"Je pense que (...) nous sommes déjà rentrés en légère récession. Toutes les dernières estimations publiques ou d'organismes économiques, à demi-mot, le disent", regrettait M. Martin dimanche dans le JDD, citant les "66.000 dépôts de bilan cette année", ou les investisseurs étrangers qui voulaient investir en France et qui ont pour l'instant suspendu leurs projets.
Quand ce ne sont pas les grandes entreprises françaises qui lorgnent vers l'étranger par exaspération envers les procédures administratives, comme les patrons de TotalEnergies et d'EDF, Patrick Pouyanné et Luc Rémont.
Lors du congrès de l'Union française de l'électricité à Paris (UFE), mardi, le premier s'est dit prêt à "faire des arbitrages vers des pays qui sont plus accueillants", comme l'Allemagne, le second estimant que c'est "l'enfer d'investir en France" en raison des réglementations, qui ne sont pas près de s'alléger en l'absence de gouvernement.
"Stabilité et vision"
Les dernières enquêtes d'opinion, tant chez les ménages que chez les entreprises, marquent des pertes de confiance, peu propices aux achats, aux investissements, aux embauches, et donc à la croissance.
Alors que les projets de loi de finances (PLF) et de financement de la Sécurité sociale (PLFSS) prévoyaient un alourdissement des charges sociales et de l'impôt sur les sociétés pour les entreprises - qui vont donc y échapper au moins temporairement grâce à la censure - celle-ci a pourtant provoqué "le dépit" ou "la colère" des patrons.
Car ils ont avant tout "un besoin impérieux de stabilité et de vision" pour le pays, a ajouté lundi Dominique Carlac'h, membre du conseil exécutif du Medef, sur Radio Classique.
"On est, si on veut, dans un début de récession", remarque Charlotte de Montpellier, économiste chez ING, qui prévoit un PIB en recul de 0,1% au quatrième trimestre, après une progression de +0,4% au troisième, largement liée à l'effet des Jeux olympiques et paralympiques.
Mme de Montpellier entrevoit une croissance nulle, ou de 0,1%, au premier trimestre 2025. La récession se définissant techniquement comme deux trimestres consécutifs de baisse du PIB, "je décrirais plutôt la situation actuelle comme une stagnation", précise-t-elle auprès de l'AFP.
"Image catastrophique"
Le président de la Cour des comptes, Pierre Moscovici, a déclaré pour sa part, dimanche sur LCI, "ne pas avoir la sensation qu'on soit dans une phase de récession", même si "la pente est un peu plus sévère". Il craint plutôt "une forme d'enfoncement" économique du pays.

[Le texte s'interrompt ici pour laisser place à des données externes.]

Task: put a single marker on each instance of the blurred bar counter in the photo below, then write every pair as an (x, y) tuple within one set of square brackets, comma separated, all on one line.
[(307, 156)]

Même avis du côté de la Caisse des Dépôts. "Nous n'anticipons pas pour l'année prochaine de récession", a estimé mardi sur BFM Business son directeur général Eric Lombard, jugeant que "l'économie résist(ait) bien," malgré des "secteurs en difficulté" et des embauches décalées.
Dans son enquête de conjoncture mensuelle, la Banque de France souligne mardi que la stabilité du PIB qu'elle attend au quatrième trimestre repose notamment sur l'effet mécanique négatif d'un contrecoup à la solide croissance (+0,4%) de l'été, à présent que les Jeux olympiques et paralympiques sont terminés.
Mais que, hormis cet effet, l'activité économique a crû de 0,2%, ce qui est honorable.
Les marchés sont encore loin de s'être affolés sur la situation de la France et de l'étrangler par une poussée des taux d'intérêt qui dégraderait plus encore un déficit public attendu au-delà de 6% du PIB cette année.
Pour l'ensemble de 2024, quasiment tous les instituts, dont l'Insee et la Banque de France, calculent une croissance du PIB de 1,1%, conformément à la prévision du gouvernement. Prédisant la même croissance en 2025, Bercy paraît cependant un peu optimiste. Asterès l'estime à 0,8%, ING à 0,6%. Mais là encore, on est loin d'une récession annuelle.
Aujourd'hui, selon le chef économiste d'Asterès Sylvain Bersinger, la situation n'est simplement "pas saine, avec pas de gouvernement ni de budget", et "l'image qu'on renvoie est catastrophique". "On aurait besoin rapidement d'un gouvernement qui ait les idées claires et un programme", selon lui.